California Catholic Daily, August 6, 2007

While school prayer is prohibited, student "meditation" appears to be a growing practice

Oakland, CA (USA) -- At Oakland’s Emerson Elementary School, students may not be able to say a public “Our Father,” but they can publicly practice “mindfulness” techniques, adapted from Buddhism, in which “the children learn to follow their breath, watch their thoughts and focus their attention by listening to the tone of a Tibetan singing bowl until the sound is too faint to hear,” reported the July 27 Oakland Tribune.

Emerson Elementary, however, has but one of many such mindfulness programs, the number of which have grown nationwide to more than 100.

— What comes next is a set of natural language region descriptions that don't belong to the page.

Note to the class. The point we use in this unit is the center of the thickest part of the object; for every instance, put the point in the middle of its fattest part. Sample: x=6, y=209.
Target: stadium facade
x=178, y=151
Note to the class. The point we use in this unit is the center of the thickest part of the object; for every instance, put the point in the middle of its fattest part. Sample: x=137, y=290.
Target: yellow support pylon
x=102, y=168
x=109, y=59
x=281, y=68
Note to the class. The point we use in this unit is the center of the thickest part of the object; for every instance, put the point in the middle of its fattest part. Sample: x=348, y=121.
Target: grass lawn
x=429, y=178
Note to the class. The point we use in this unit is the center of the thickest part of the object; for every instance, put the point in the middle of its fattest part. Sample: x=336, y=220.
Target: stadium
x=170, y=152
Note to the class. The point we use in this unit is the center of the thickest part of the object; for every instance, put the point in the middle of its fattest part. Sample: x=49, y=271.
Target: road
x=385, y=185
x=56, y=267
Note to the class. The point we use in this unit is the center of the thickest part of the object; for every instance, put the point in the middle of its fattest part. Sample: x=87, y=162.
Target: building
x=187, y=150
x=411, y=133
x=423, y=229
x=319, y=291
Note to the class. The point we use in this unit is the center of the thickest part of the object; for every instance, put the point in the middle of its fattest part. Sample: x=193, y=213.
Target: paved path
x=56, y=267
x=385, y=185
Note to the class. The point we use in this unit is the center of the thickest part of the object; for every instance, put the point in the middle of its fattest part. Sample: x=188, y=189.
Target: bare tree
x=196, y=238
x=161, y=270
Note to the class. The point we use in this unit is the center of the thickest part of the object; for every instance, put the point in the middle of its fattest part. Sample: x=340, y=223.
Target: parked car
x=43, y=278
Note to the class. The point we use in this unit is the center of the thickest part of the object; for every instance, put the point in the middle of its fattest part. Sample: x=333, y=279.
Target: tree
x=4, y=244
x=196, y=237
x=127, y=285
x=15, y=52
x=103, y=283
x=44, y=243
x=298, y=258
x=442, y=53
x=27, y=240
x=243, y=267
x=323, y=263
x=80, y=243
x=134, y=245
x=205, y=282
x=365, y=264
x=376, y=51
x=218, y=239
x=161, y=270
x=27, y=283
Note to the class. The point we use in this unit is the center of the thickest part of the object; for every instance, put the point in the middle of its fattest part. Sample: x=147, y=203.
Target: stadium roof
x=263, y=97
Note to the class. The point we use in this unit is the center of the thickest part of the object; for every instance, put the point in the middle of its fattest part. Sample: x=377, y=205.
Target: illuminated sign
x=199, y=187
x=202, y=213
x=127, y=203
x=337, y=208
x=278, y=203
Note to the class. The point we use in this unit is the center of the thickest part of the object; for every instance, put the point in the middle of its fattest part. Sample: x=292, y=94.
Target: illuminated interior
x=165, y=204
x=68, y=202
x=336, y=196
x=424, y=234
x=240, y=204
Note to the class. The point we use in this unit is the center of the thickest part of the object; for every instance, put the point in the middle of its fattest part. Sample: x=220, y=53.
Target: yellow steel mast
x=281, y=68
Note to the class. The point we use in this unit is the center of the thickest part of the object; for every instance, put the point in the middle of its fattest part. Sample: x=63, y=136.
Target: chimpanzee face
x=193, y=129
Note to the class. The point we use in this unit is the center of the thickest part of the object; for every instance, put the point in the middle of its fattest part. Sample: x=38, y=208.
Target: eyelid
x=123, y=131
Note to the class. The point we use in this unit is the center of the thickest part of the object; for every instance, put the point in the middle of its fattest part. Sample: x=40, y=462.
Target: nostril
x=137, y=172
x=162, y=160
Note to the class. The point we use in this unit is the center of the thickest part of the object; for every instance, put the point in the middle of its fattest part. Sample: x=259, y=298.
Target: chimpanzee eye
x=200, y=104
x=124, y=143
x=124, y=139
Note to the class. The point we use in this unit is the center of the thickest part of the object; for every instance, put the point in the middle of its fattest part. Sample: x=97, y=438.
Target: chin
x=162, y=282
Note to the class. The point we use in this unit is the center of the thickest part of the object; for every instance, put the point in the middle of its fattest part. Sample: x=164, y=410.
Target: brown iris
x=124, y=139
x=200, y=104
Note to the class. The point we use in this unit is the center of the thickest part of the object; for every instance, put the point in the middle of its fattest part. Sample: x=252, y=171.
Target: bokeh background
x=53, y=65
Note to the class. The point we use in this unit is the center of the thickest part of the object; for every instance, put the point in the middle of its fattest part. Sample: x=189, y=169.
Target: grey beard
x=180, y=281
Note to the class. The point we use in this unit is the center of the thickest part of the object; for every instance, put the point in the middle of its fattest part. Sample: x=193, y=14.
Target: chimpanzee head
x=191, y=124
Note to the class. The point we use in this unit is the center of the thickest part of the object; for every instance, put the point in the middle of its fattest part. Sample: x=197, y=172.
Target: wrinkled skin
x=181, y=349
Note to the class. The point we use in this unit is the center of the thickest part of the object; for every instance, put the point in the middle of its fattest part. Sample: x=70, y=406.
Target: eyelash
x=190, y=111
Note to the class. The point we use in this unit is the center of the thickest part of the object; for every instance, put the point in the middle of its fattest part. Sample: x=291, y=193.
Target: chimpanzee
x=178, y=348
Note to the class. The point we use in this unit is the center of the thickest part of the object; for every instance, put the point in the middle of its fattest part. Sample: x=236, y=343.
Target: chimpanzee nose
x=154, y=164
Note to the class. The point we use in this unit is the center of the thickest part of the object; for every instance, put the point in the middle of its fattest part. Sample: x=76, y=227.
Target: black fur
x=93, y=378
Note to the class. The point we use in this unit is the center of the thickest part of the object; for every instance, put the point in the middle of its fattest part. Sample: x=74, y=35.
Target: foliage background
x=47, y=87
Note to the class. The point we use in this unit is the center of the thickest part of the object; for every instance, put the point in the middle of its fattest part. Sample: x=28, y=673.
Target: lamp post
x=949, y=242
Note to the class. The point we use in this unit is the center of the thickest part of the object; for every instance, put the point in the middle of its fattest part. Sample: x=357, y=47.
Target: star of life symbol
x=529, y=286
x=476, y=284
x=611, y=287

One organization that is encouraging schools to adopt meditation practices for students is the Hollywood-based David Lynch Foundation for Consciousness-Based Education and World Peace. The Lynch Foundation promotes Transcendental Meditation, which David Lynch calls a technique for “diving within.” In a message on the Foundation’s web site, Lynch holds out the hope that “someday, hopefully very soon, ‘diving within’ as a preparation for learning and as a tool for developing the creative potential of the mind will be a standard part of every school’s curriculum.”

Children, says Lynch, experience the stress of the world, and, he notes, “there are hundreds of schools, with thousands of students, who are eager to relieve this stress and bring out the full potential of every student by providing this Consciousness-Based education today.” According to the Tribune, the Foundation sponsors start-up programs for Transcendental Meditation at a school in Inglewood and another in Sun Valley. Both schools are publicly-funded.

Meditation practices in public schools have not escaped the vigilance of church-state separationists. In fact, said Edward Tabash, chairman of the national legal committee for Americans United for the Separation of Church and State, the issue could inspire “a coalition between religious fundamentalists and atheists” to fight it.

“It’s not the business of schools to lead kids to inner peace through a spiritual process,” said Tabash, who says he is a secular humanist.

Last October, the David Lynch Foundation withdrew a $175,000 pledge to Terra Linda High School in San Rafael that would have allowed 250 students and 25 staffers to practice Transcendental Meditation. Many parents, however, protested, and the Pacific Justice Institute, a religious civil rights group, threatened to sue the school for violating church-state separation. Though its defenders said the meditation would have been under the auspices of a club, and would thus be permitted under California law, Pacific Justice’s Kevin Snider told the Associated Press, “If it’s religious in nature and it involves faculty, then you would have a problem.”

Proponents of school-based meditation, however, claim that meditation techniques can be separated from Buddhism or Hinduism and so are not in themselves religious. “What’s religious about learning to follow your breath?” said Emerson Elementary principle Wendi Caporicci, whom the Tribune called “a devout Catholic.”